Hello all,
I am working on aligning proteins orthologs from different species. I am using the Ensembl API. Strangely, some protein sequences from non-human species have a lot of X. I wonder what does that mean? In theory, if their genome sequence is know, the protein sequence should be known, right? How do I score these X when I calculate the conservation scores? Thanks a lot. An example is shown below : ENSMEUP00000002410 from Notamacropus Eugenii.

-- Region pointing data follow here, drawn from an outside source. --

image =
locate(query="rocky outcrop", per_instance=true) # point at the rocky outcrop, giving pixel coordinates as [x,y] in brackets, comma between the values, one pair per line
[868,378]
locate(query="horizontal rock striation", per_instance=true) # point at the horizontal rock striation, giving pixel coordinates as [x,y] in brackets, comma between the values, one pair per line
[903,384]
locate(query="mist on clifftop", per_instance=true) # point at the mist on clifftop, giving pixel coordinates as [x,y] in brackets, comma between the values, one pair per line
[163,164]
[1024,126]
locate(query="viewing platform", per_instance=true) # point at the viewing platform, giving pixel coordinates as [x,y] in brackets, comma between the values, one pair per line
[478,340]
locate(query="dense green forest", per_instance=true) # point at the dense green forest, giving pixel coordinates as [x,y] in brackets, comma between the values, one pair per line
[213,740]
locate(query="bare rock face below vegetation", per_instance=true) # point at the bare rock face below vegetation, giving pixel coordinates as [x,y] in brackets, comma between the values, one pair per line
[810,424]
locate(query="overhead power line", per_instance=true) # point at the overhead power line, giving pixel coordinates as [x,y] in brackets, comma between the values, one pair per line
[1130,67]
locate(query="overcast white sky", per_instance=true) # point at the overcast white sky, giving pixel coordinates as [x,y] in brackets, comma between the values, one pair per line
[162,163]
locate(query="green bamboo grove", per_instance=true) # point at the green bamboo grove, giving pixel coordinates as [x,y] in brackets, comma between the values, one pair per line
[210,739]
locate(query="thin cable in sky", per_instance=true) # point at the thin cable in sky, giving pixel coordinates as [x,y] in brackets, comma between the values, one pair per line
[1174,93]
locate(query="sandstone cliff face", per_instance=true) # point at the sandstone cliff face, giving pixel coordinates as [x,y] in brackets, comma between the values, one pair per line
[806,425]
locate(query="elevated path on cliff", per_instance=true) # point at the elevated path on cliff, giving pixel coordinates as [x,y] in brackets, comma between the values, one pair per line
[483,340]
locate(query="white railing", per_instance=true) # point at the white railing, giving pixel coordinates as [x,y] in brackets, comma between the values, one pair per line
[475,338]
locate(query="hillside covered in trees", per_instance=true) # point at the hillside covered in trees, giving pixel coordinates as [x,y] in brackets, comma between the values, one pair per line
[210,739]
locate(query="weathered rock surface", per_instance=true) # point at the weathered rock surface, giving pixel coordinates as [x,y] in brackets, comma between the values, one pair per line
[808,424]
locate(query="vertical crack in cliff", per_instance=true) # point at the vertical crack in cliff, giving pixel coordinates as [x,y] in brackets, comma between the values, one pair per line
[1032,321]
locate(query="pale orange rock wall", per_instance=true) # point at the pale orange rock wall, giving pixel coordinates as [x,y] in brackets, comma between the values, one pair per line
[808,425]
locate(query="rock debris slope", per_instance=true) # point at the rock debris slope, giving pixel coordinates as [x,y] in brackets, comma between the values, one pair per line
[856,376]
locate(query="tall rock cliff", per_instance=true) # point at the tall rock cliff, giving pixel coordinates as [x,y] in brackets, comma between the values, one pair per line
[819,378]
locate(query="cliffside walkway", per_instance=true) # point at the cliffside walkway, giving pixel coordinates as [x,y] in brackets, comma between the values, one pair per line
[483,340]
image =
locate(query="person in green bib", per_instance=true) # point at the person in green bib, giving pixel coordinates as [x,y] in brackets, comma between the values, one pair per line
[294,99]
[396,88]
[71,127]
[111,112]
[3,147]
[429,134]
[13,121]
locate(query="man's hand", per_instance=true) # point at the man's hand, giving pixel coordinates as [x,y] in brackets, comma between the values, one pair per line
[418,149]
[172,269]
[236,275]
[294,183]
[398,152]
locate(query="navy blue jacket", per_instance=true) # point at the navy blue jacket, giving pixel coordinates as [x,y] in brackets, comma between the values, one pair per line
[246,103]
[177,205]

MGLSGAAGAAVLVLLAGHFSLGTALEEKKVCQGTSNKLTQLGTFEDHFLSLQRMFNNCEVVLGNLEITYVQKNYDLSFLKXXXXXXXXXXXXXXXXXXXXXXXXXXXXXXXXXXXXXXXXXXXXXXXXXXXXXXXXXXXXXXILVGGVRFNNNPTLCNVETIQWKDIVGSAYVSNITIDNNSHPKSXXXXXXXXXXXXXXXXXXXXXXXXTKTICAQQCSGRCRGSSPSDCCHNQCAAGCTGPRESDCLVCRKFRDEATCKDTCPPLMLYNPTTYQMDVNPEGKYSFGATCVRKCPHNYVVTDHGSCVRSCNAETYEVEEDGVRKCKKCEGPCSKVCNGIGIGEFKDVLSINATNIKQFQNCTTISGDLHILPVAFKGDSFTNTPPLDPKELNILRTVKEISGFLLIQAWPENMTDLHAFEHLEIIRGRTKQHGQFSLAVVGVDITSLGLRSLKEISDGDVIISKNRQLCYANTINWSKLFGTRSQKTKITNNKDEKECRALGHVCHELCSSDGCWGPSSSHCLSCRYVSRQKKCVEKCNILEGEPREYMENLKCLQCHPECLPQLMNQTCTGPGPDKCVQCAHYIDGPHCVKTCPAGIMGEXXXXXXXXXXXXXXXXXXXXXXXXXXXXXXXXXXXXXXPKIPSIATGIVGGFLLLMVLVLGIGLFIRRRRIVRKRTLRRLLQEREXXXXXXLSPPSGEAPNQALLRILKETEFKKIKVLGSGAFGTVYKGLWIPEGEKVKIPVAIKELREATSPKANKEILDEAYVMASVDNPHVCRLLGICLTSTVQLITQLMPFGCLLDYIREHKDNIGSQYLLNWCVQIAKGMSYLEERRLVHRDLAARNVLVKTPQHVKITDFGLAKLLGAEEKEYHAEGGKVPIKWMALESILHRIYTHQSDVWSYGVTVWELMTFGSKPYDGIPASEISSVLEKGERLPQPPICTIDVYMIMVKXXXXXXXXXXXXXXXXXXXXXXXXXXXXXXXXXXXXXXXXXXXXXXXXXXXXXXXXXXXXXXXXXXXXXXXXXXXXXXXXXXXXXXXXXSATSNTSATVCIDRNGQQTCPVKEESFIQRYSSDPTTVLLEDNVDDSFQPVP
ENSMEUP00000002410
identifier seems to be pulling up Tammar wallaby entries.